The US Food and Drug Administration (FDA) on Thursday approved Wisconsin-based NorthStar Medical Radioisotopes’ RadioGenix System, the first non-uranium-based process for producing Technetium-99m (Tc-99m), which is the most widely used radioisotope in medical imaging.
According to FDA, Tc-99m is a diagnostic agent that is used by health care professionals with imaging devices to detect diseases like coronary artery disease and cancer, in addition to evaluating lung, liver, kidney and brain function.
“Every day, tens of thousands of people in the US undergo a nuclear medical imaging procedure that depends on Tc-99m,” said Janet Woodcock, director of FDA’s Center for Drug Evaluation and Research. “Today’s approval has been the result of years of coordination across the FDA and with US government organizations and marks the first domestic supply of Mo-99 – the source of Tc-99m – in 30 years, which will help to ensure more reliable, clean and secure access to this important imaging agent used in nuclear medicine.”
Peter Hanlon, assistant deputy administrator of the Office of Material Management and Minimization of the National Nuclear Security Administration in the Department of Energy, said NorthStar will build up from meeting 10% of US demand to eventually supplying about two-thirds of what the US needs.
Prior to Thursday’s approval, Molybdenum-99 (Mo-99), the parent of Tc-99m, could only be produced from enriched uranium by several facilities outside the US, leaving the country vulnerable to shortages or supply chain issues.
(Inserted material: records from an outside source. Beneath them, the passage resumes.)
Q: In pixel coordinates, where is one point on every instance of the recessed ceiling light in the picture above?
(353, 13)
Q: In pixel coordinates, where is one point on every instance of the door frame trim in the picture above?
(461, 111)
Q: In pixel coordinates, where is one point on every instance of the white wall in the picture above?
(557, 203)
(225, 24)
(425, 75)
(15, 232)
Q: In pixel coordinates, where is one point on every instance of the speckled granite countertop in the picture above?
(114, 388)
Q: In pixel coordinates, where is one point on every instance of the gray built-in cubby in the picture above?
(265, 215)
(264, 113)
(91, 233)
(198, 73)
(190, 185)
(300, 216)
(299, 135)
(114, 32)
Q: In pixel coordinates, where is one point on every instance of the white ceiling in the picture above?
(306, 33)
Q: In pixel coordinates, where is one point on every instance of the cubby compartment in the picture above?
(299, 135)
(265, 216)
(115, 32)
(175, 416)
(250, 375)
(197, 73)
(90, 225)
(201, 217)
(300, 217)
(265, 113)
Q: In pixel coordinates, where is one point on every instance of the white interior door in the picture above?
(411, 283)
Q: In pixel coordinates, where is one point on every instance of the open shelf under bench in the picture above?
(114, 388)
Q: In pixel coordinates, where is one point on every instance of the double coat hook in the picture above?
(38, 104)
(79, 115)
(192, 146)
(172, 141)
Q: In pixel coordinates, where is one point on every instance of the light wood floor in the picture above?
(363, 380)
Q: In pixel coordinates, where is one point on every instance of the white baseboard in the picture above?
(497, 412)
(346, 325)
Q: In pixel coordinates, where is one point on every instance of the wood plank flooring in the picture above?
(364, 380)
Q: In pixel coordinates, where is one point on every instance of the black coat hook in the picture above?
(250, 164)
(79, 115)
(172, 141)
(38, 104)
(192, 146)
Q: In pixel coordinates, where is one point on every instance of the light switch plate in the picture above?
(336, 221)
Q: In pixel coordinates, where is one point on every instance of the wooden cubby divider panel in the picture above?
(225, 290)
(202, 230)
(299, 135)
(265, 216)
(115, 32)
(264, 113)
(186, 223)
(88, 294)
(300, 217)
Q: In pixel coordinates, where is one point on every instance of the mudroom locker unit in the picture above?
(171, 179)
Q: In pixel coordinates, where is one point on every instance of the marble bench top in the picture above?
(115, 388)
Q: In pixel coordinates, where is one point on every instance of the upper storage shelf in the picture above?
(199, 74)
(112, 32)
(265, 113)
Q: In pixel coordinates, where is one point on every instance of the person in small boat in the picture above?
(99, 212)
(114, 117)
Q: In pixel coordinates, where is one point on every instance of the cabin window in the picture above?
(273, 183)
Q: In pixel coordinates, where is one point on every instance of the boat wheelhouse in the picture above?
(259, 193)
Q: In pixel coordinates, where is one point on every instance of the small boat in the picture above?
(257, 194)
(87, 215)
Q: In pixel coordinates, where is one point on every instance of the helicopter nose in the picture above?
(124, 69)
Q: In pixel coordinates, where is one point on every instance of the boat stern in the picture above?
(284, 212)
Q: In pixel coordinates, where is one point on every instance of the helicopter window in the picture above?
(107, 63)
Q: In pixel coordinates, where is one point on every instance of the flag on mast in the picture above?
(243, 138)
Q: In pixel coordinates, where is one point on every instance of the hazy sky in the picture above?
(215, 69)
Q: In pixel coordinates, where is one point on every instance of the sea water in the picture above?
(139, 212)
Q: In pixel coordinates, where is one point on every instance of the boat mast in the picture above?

To address these challenges, Congress enacted the American Medical Isotopes Production Act of 2012, with provisions to eliminate the use of highly enriched uranium for medical isotope production and encouraged the development of domestic supplies.
Federal agencies – including FDA, NRC and the Department of Energy’s National Nuclear Security Administration and National Laboratories, among others – have been working with industry for about five years to develop new technology that helps to minimize the industry’s dependence on highly enriched uranium from outside the US.
Louis Marzella, director of the Division of Medical Imaging Products at FDA’s CDER, explained that the US government put a premium on moving away from the use of highly enriched uranium because of concerns about diversion.
NorthStar Medical Radioisotopes has received $50 million in federal grants, according to a New York Times article that also discussed another Wisconsin-based company racing to win approval for its Mo-99.
In addition to the approval, the Nuclear Regulatory Commission (NRC) is issuing guidance and will license the RadioGenix System to enable the Tc-99m it produces to be used for its medical purpose.